Further acquaintance with Melbourne increases the respect felt for it. One gets to like it for the same reason that the Londoner gets to like London. It is not a question of beauty, or simplicity, or gentleness of form and feature. One gets to like it because of its greatness, and because of its strength; perhaps also, in the case of the older residents, because of the thought of the splendid life and animation that were part of it fifteen or twenty years ago, and that may be part of it again. The Melbourne man, after a certain lapse of time, acquires a personal feeling for his self-contained, self-respecting city. He learns to recognise its various moods—for even Melbourne has moods—and to enter into them all. He would not care for it if it were flashy and volatile like other places. He can admire it for its reserve and its silences. He knows that, go where he will, he will not find a cleaner, wider, more spacious city to dwell in. And he is fully aware that for him Melbourne reveals much of what she keeps hidden from the stranger; that she will show to him as to one of her lovers a warmth and friendliness that are the more satisfying because not universally shared.

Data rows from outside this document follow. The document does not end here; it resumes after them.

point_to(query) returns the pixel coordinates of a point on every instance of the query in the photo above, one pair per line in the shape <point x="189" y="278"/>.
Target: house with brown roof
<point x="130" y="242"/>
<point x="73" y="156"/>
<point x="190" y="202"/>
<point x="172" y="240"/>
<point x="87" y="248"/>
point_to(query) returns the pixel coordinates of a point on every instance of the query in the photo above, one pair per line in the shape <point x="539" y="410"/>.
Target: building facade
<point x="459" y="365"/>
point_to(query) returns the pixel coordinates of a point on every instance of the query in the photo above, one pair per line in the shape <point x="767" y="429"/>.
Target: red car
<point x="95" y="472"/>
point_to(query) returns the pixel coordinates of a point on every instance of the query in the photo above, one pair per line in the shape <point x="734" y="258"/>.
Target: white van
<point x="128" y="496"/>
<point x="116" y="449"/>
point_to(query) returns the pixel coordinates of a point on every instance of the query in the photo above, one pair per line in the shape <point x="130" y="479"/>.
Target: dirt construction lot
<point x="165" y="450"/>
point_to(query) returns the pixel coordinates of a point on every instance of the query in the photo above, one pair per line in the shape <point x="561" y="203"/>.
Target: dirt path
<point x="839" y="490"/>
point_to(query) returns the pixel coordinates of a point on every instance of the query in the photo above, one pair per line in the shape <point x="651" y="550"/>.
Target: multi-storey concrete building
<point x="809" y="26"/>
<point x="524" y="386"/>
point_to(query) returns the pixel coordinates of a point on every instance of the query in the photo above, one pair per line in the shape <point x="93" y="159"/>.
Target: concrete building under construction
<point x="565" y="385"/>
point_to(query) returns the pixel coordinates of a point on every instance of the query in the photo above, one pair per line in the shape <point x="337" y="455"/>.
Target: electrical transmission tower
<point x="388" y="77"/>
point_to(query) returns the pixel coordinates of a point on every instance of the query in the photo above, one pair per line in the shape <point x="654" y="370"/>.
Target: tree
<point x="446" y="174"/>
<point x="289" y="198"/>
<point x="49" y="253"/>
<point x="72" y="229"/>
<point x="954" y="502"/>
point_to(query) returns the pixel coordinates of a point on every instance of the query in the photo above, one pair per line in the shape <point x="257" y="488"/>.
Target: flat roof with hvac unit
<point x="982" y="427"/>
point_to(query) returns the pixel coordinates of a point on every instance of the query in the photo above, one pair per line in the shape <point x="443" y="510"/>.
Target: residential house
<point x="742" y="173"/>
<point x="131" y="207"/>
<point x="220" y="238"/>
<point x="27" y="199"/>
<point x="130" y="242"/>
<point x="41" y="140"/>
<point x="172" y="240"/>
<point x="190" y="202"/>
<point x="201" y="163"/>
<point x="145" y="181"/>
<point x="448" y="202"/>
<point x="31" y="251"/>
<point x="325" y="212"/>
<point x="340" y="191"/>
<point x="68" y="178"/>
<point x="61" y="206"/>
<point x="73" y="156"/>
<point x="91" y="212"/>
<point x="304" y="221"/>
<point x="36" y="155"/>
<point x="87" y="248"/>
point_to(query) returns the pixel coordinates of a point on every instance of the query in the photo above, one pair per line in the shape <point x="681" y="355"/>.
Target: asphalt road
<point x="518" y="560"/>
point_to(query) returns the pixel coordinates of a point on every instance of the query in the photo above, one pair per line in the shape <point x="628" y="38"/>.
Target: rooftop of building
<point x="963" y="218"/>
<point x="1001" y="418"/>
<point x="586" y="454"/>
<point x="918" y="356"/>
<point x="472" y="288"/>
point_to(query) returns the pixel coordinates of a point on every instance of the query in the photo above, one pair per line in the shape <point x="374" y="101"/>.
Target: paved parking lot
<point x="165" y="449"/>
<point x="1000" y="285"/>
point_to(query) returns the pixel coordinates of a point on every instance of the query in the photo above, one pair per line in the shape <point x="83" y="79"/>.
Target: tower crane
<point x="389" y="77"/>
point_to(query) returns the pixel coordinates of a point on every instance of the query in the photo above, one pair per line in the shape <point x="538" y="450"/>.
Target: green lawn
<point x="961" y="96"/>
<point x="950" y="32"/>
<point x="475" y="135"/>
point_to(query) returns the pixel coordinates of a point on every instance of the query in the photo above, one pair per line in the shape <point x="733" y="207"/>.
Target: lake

Commercially, Melbourne is not what it used to be. It has lost the sparkle, the animation of other days. Yet, whatever else it has lost, it has retained its consciousness of former prosperity. It is as proud as ever; in fact more proud than in the days when people were pouring into it by thousands, and when fortunes were being made every five minutes in its principal streets. Diminished prosperity has caused it to hold its head higher. And at stated times, like some proud but impecunious beauty, it insists on recalling itself to the mind of the world. On Cup Days and fête days it scores a triumph: it arrays itself in the festal garment of the early ’nineties, and queens it to the admiration of the stranger within its gates. On these occasions Melbourne is incomparable. It has no need to be envious, because it is the admired of all admirers. When the cheering is over, and the crowds have departed, and the lights are being put out, Melbourne retires moodily into itself, goes about its daily business with an abstracted air, and consoles itself intermittently by talking of the long deferred prosperity which it insists must come.